Où et comment l’étude a été réalisée ?
L’étude a été menée dans un hôpital du nord du Mexique sur une période de dix ans, entre 2012 et 2023. Les chercheurs ont analysé les dossiers médicaux de plus de 13 ans ayant reçu un diagnostic de psoriasis. Les participants ont été répartis en trois groupes en fonction du traitement reçu :
1. Traitements topiques.
2. Traitements systémiques.
3. Thérapies biologiques.
Résultats : pourquoi tirer la sonnette d’alarme ?
Les patients recevant des thérapies biologiques se sont avérés particulièrement exposés au développement de MASLD, un trouble grave lié à une accumulation excessive de graisse dans le foie, souvent aggravé par des facteurs métaboliques. Les résultats suggèrent également une relation entre l’intensité des traitements biologiques et la progression de cette condition.
Implications pour la pratique médicale
L’étude met en avant la nécessité d’adopter une approche globale et proactive pour les patients atteints de psoriasis. Parmi les recommandations :
• Intégrer des tests de dépistage réguliers pour détecter les signes précoces de MASLD.
• Surveiller les fonctions hépatiques tout au long des traitements biologiques.
• Conseiller les patients sur des habitudes de vie saine pour réduire les risques métaboliques (régime alimentaire équilibré, activité physique régulière).
Quand et pour qui ces recommandations sont-elles cruciales ?
Cette vigilance est particulièrement essentielle pour les patients souffrant de psoriasis modéré à sévère, traités par des biologiques, et qui présentent déjà des facteurs de risque métaboliques, comme le diabète, l’obésité ou des antécédents de maladies cardiovasculaires.

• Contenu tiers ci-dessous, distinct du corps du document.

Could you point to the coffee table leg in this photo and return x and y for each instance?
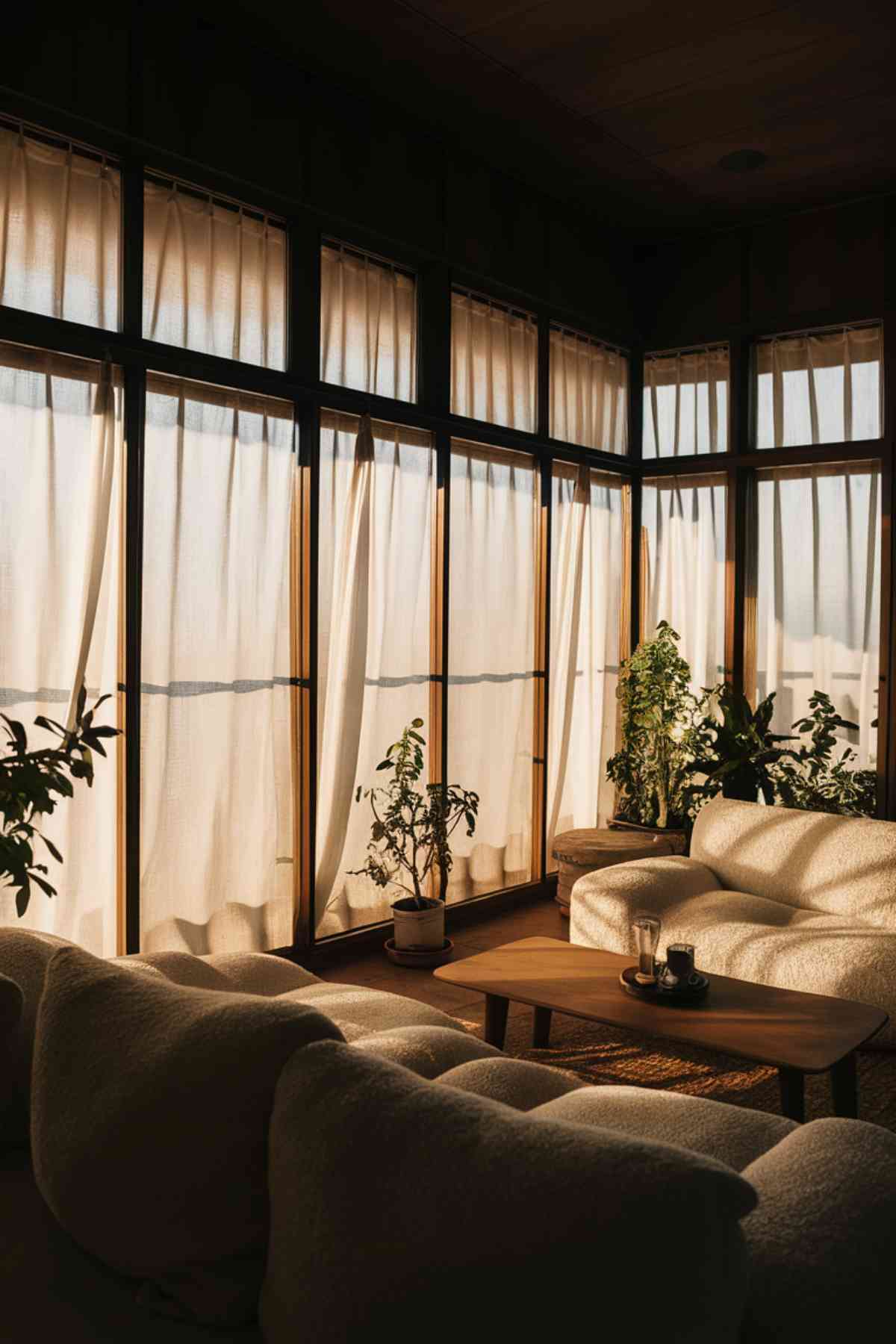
(541, 1028)
(793, 1102)
(844, 1088)
(496, 1009)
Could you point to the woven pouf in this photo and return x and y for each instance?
(588, 848)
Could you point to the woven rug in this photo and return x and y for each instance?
(601, 1054)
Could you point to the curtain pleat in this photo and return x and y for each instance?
(821, 388)
(818, 593)
(374, 629)
(586, 597)
(60, 480)
(494, 358)
(588, 393)
(491, 672)
(368, 326)
(217, 824)
(214, 277)
(60, 231)
(684, 529)
(685, 402)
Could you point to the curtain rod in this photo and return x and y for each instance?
(494, 302)
(821, 331)
(57, 141)
(687, 349)
(354, 250)
(191, 188)
(591, 340)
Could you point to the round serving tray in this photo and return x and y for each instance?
(657, 995)
(422, 957)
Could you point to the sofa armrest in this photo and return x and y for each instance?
(822, 1239)
(603, 903)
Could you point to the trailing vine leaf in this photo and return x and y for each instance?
(411, 828)
(662, 730)
(33, 781)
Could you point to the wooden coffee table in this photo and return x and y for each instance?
(798, 1034)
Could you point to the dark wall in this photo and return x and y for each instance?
(821, 265)
(284, 136)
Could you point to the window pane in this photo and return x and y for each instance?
(494, 356)
(60, 228)
(491, 672)
(685, 402)
(217, 824)
(588, 393)
(682, 567)
(376, 488)
(586, 591)
(214, 277)
(368, 326)
(818, 593)
(820, 389)
(60, 465)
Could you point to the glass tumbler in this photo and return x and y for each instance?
(647, 936)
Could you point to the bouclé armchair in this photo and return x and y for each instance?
(797, 900)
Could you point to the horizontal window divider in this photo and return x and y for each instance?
(765, 457)
(763, 327)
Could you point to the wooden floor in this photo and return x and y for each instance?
(376, 972)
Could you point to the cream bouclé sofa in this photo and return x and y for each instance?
(403, 1177)
(778, 897)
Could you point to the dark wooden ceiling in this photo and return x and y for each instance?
(628, 107)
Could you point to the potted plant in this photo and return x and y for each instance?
(662, 732)
(30, 786)
(742, 752)
(813, 779)
(410, 846)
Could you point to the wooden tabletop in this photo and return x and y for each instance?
(588, 844)
(782, 1027)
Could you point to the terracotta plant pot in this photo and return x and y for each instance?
(420, 929)
(676, 839)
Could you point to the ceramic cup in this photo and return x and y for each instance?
(679, 971)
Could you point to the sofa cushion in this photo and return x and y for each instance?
(23, 957)
(748, 937)
(247, 972)
(731, 1135)
(428, 1210)
(428, 1051)
(376, 1009)
(516, 1082)
(822, 1238)
(151, 1104)
(55, 1293)
(841, 866)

Si les thérapies biologiques constituent une avancée majeure dans la prise en charge du psoriasis, cette étude rappelle qu’elles ne sont pas sans conséquences. Il est donc crucial pour les dermatologues et les professionnels de santé de considérer les risques métaboliques associés et de privilégier une prise en charge multidisciplinaire pour prévenir des complications graves comme la MASLD.
L’intégration de ces nouvelles données dans les protocoles de soins pourrait transformer la manière dont le psoriasis est traité, tout en protégeant les patients des effets secondaires à long terme.